By: Michael L. Tan - @inquirerdotnet - Columnist/Philippine Daily Inquirer | October 28,2020 - 08:00 AM

This year’s All Saint’s Day will be somewhat difficult for many Filipinos who lost loved ones during the ongoing COVID-19 lockdown.

This was not necessarily deaths from COVID-19. But because of all the confusion and uncertainty, especially with the long delays in testing results (sometimes coming out after the patient had already died), many hospitals and physicians had to presume COVID-19 as the cause of admission into the hospital and, later, death.

With COVID-19 as the default diagnosis, many families were torn apart, with relatives not allowed to be with their loved ones once they were admitted into the hospital.

And if the patient died, the remains were often hurriedly put into body bags that were zipped up with instructions not to open them up again, even for relatives. Wakes were initially forbidden and cremations made mandatory. These rules have since been relaxed, but wakes continue to be discouraged and a cap is placed on the number of people who can attend the funeral.

I have many friends who lost loved ones during the last seven months, and what’s most difficult has been the lack of closure.

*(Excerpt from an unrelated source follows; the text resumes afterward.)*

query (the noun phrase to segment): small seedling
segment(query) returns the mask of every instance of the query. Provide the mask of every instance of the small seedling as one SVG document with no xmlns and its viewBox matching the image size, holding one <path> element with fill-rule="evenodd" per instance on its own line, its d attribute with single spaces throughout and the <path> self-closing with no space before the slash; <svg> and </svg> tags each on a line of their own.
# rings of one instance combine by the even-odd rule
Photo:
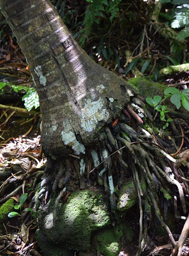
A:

This should not be surprising. We “learn” to grieve through culture, and our culture, as with many other Asian countries, emphasize long and elaborate wakes and funerals, with much outward expressions of grief, sometimes bordering on the hysterical, which are in a way “healthy” because they allow for quick catharsis.

COVID-19 cut down the rituals, which can make grieving complicated. “Bitin” (left hanging) is the term I frequently hear from friends.

Here are some ways to deal with the difficulties around grieving.

First, recognize that “good grief” or “productive grief” is important, allowing ourselves to confront the range of emotions — sadness, loneliness, as well as gratitude, maybe even relief, especially over a loved one’s prolonged illness — that comes with death.

There should be no guilt around the feelings, which might even include anger with someone, even a parent, with whom our relationships were strained. Allow time to handle the negative feelings and come to terms with the need to forgive, and to let the anger simmer down.

Second, create personal rituals for yourself. Feel free to talk with the dead, doing what you used to do with them when they were alive — politics, movies, tsismis. Do this with the ones you love. The ones you didn’t like, let them be. It’s crazy to pick a fight with the dead.

Arrange for people — relatives, mutual friends — to come together, even online. Strength in numbers. Nothing grand, a short formal part with prayers and then, instead of eulogies, just recalling the good times.

Then plan for better times ahead when a memorial service can be held. Many of my friends who lost loved ones kept the cremation ashes, intending to have a large gathering later, a parangal or tribute, which can be longer, complete with PowerPoint and music. Knowing there will be such an event gives us a horizon in the future, an assurance that the deceased is remembered.

Finally, send out a social signal by bringing back the mourning patch. It’s a way of telling people you are grieving, and may need some space. But it can also be a way to allow people to ask. They may have heard, but are not sure, but your mourning patch says, “Yes, she’s gone and I miss her,” allowing people to offer condolences and comfort.

Michelle Mariposa, my research assistant and a psychologist, lost her father on March 17, finding out only through an internet news item that gave his patient number! I asked her if she’d like to share some advice, and this is an excerpt from her reply:

“It was only recently that I realized that grieving is something you take with you in your everyday life, with or without ceremony. The few months I allowed myself to simply be in a sad and pained state without pressuring myself to get back to work, the times that I would allow myself [to] feel a semblance of joy only to remember that my dad was no longer here to share these joys with me, the moments spent studying, recording, and performing music to keep up with my musical life… Grieving gives a different dimension to the things one would do on the usual, and it seems like this dimension is something that will stay for the rest of my life, and with or without ceremony, I’m okay with this.”